From the hostel we moved into an old house. 
(Entertaining myself, in the backyard of the old house that we moved into, after Matraville Hostel.) 
(Four schoolfriends, at my birthday party, in the old house. Hans & Jelle, were Dutch and we are still in contact. We still use Dutch when we meet.)
.
I am still in contact with the two boys from the hostel in Matraville, with whom I attended South Sydney Boys Junior High/Maroubra Bay High School.
Our parents were friends.
.
It was via the website schoolfriends.com.au which then became friendsreunited.com, that I have had contact with other ex-Dutch, ex-hostel residents, from my generation, who also lived there as children.
.
(I was 12 when we arrived in the hostels. I turned 65, last October.) 
(Entertaining the girl with whose family we migrated, when we lived in the hostel, in Matraville.)
Did you know us? The van Kloosters? The Jamas? The Muls? The van Hoorns? The Tillers? I could go on.
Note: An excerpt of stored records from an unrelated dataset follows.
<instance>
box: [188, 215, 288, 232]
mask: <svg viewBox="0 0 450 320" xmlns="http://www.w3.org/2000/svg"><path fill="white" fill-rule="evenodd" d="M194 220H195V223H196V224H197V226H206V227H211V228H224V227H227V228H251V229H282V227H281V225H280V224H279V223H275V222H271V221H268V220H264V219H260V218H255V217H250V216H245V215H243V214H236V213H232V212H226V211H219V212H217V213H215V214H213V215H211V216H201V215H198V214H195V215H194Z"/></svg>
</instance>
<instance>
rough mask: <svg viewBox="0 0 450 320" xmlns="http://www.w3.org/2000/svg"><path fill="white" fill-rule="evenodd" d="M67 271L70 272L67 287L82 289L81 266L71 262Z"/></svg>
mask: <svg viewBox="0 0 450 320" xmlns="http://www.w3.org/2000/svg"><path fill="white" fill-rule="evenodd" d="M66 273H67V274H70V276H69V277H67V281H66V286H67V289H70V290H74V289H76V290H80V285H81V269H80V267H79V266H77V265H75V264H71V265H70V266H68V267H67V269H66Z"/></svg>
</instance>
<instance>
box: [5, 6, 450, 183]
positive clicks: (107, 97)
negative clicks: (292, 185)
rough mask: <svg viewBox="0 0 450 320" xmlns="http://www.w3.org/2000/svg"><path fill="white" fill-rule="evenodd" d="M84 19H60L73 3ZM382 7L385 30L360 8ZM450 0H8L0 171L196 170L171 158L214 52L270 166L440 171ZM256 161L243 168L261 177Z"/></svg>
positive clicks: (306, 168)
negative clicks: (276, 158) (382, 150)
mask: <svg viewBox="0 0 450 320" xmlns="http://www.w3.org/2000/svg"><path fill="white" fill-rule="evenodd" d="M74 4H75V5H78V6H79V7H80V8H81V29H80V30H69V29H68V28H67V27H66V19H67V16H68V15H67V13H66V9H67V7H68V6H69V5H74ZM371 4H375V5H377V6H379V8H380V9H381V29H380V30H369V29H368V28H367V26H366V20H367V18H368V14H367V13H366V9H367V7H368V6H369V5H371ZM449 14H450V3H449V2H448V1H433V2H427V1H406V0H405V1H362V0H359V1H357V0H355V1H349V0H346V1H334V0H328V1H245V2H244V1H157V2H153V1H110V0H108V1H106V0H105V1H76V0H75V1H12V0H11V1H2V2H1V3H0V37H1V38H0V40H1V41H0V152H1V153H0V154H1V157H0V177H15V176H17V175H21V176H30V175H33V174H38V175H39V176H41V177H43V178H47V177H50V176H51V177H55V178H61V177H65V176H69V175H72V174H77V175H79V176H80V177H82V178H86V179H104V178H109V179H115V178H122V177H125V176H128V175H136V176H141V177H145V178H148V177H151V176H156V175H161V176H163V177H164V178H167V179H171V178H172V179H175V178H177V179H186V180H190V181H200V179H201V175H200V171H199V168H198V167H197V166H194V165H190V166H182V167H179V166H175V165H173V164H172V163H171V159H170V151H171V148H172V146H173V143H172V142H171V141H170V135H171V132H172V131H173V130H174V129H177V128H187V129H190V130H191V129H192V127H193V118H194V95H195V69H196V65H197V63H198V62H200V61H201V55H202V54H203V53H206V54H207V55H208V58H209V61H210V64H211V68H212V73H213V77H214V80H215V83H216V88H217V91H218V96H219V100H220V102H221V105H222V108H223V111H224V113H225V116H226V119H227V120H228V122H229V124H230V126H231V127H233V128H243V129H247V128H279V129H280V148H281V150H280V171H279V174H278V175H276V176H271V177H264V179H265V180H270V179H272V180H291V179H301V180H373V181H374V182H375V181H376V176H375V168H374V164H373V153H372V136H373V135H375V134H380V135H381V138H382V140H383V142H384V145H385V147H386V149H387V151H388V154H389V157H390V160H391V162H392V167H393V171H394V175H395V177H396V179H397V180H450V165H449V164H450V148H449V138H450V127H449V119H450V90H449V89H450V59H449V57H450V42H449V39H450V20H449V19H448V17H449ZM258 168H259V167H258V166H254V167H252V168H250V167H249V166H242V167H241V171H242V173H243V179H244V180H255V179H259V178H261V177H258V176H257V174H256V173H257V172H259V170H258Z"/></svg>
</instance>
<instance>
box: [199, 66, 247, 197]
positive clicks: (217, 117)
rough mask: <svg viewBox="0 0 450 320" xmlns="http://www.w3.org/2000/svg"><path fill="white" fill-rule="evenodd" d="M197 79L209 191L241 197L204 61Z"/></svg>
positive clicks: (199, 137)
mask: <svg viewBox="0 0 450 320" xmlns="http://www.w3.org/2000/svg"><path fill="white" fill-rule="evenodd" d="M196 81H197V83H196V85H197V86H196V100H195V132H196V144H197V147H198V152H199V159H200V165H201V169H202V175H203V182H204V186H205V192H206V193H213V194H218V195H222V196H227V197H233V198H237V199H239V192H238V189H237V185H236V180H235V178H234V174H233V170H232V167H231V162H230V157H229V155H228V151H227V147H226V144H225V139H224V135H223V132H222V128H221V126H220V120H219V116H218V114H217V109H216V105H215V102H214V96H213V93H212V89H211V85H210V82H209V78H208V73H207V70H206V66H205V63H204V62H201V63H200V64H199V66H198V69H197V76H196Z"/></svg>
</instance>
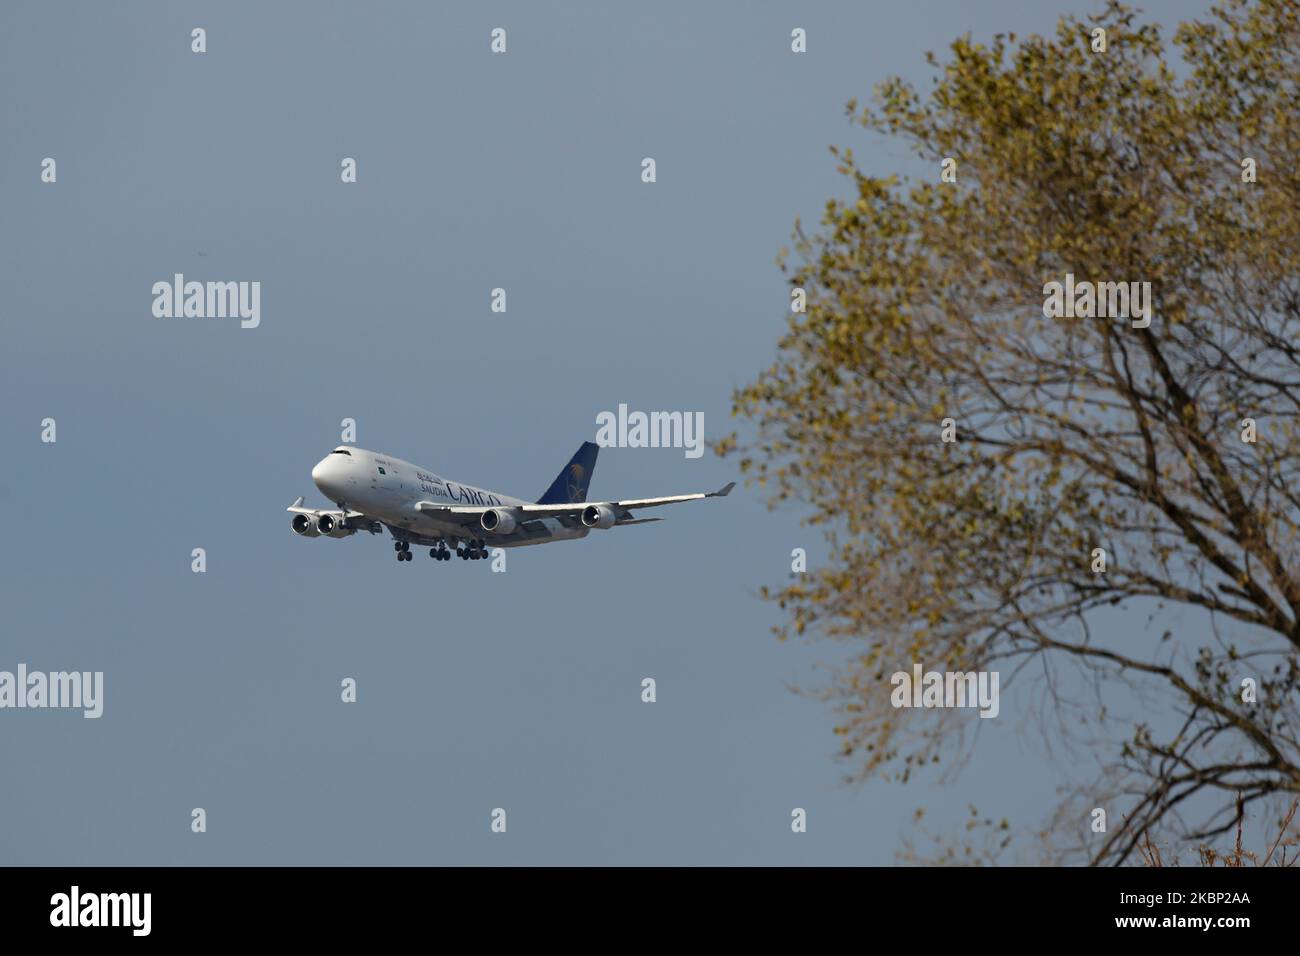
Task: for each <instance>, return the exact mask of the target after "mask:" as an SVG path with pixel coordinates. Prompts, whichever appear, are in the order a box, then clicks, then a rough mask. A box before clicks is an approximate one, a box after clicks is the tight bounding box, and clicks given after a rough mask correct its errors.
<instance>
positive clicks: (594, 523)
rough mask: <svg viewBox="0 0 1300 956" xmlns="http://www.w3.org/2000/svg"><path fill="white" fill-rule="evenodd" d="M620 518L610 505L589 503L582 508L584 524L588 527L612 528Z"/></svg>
mask: <svg viewBox="0 0 1300 956" xmlns="http://www.w3.org/2000/svg"><path fill="white" fill-rule="evenodd" d="M615 520H617V518H616V516H615V514H614V509H612V507H610V506H608V505H588V506H586V507H585V509H582V524H585V525H586V527H588V528H602V529H603V528H612V527H614V522H615Z"/></svg>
Please contact me via here
.
Jo 
(Entertaining my mother, on the migrant ship: J.v.O.)
.
(Entertaining the residents of the Abel Tasman Retirement Village and St Nicholas.)
.
(Hans and I still use Dutch, when we meet up. Just like in 1957, when we used to take the tram, from the hostel, in Pozieres Ave., Matraville, and then walk up Avoca Street, to our high school, in Randwick.)
.
(We remain Tulips under the Gum Tree, as Eef ten Brummelaar proved, in this booklet.)
.
(Not long ago, this fellow ex-Matraville Hostel resident and I shared memories of life in the hostel. For a young girl, then, not all as pleasant as it should have been.)
.

(My migration experience, represented in this program booklet, celebrating the bond between Australia and the Netherlands.)
. 
(The Netherlands Society in Bankstown, enjoying a picnic, in about 1980.)
.
(Early days, in Australia.)
.
(First day. Off to high school, in Randwick, Jan. ‘57.)
.
(What’s left of the hall, in Scheyville.)
.
(Quoting my mother, crying, in May, 1956: ” Did I leave my neat, cosy apartment, for this? ” )
.
(But, after four hostels, the two families bought an old house, together, and had the best times, in their lives, for the next decade.)
.
(We migrated, together on the Johan van Oldenbarnevelt -J.v.O.)
.
(This way, I gained a kind-of sister.)
.
So, once again…........ 
. 
Let’s think about a reunion, for those of us who came, on the migrant ships and via, the migrant hostels, ........while we still remember those memories ….to share!!!
.
COMMENT
Sarah Bentvelzen
Hi,
My father was born in the Netherlands, and he lived in a migrant hostel in Scheyville in the 60s.
I don’t know all the details, but I know that he did live in Llandilo afterwards in a home.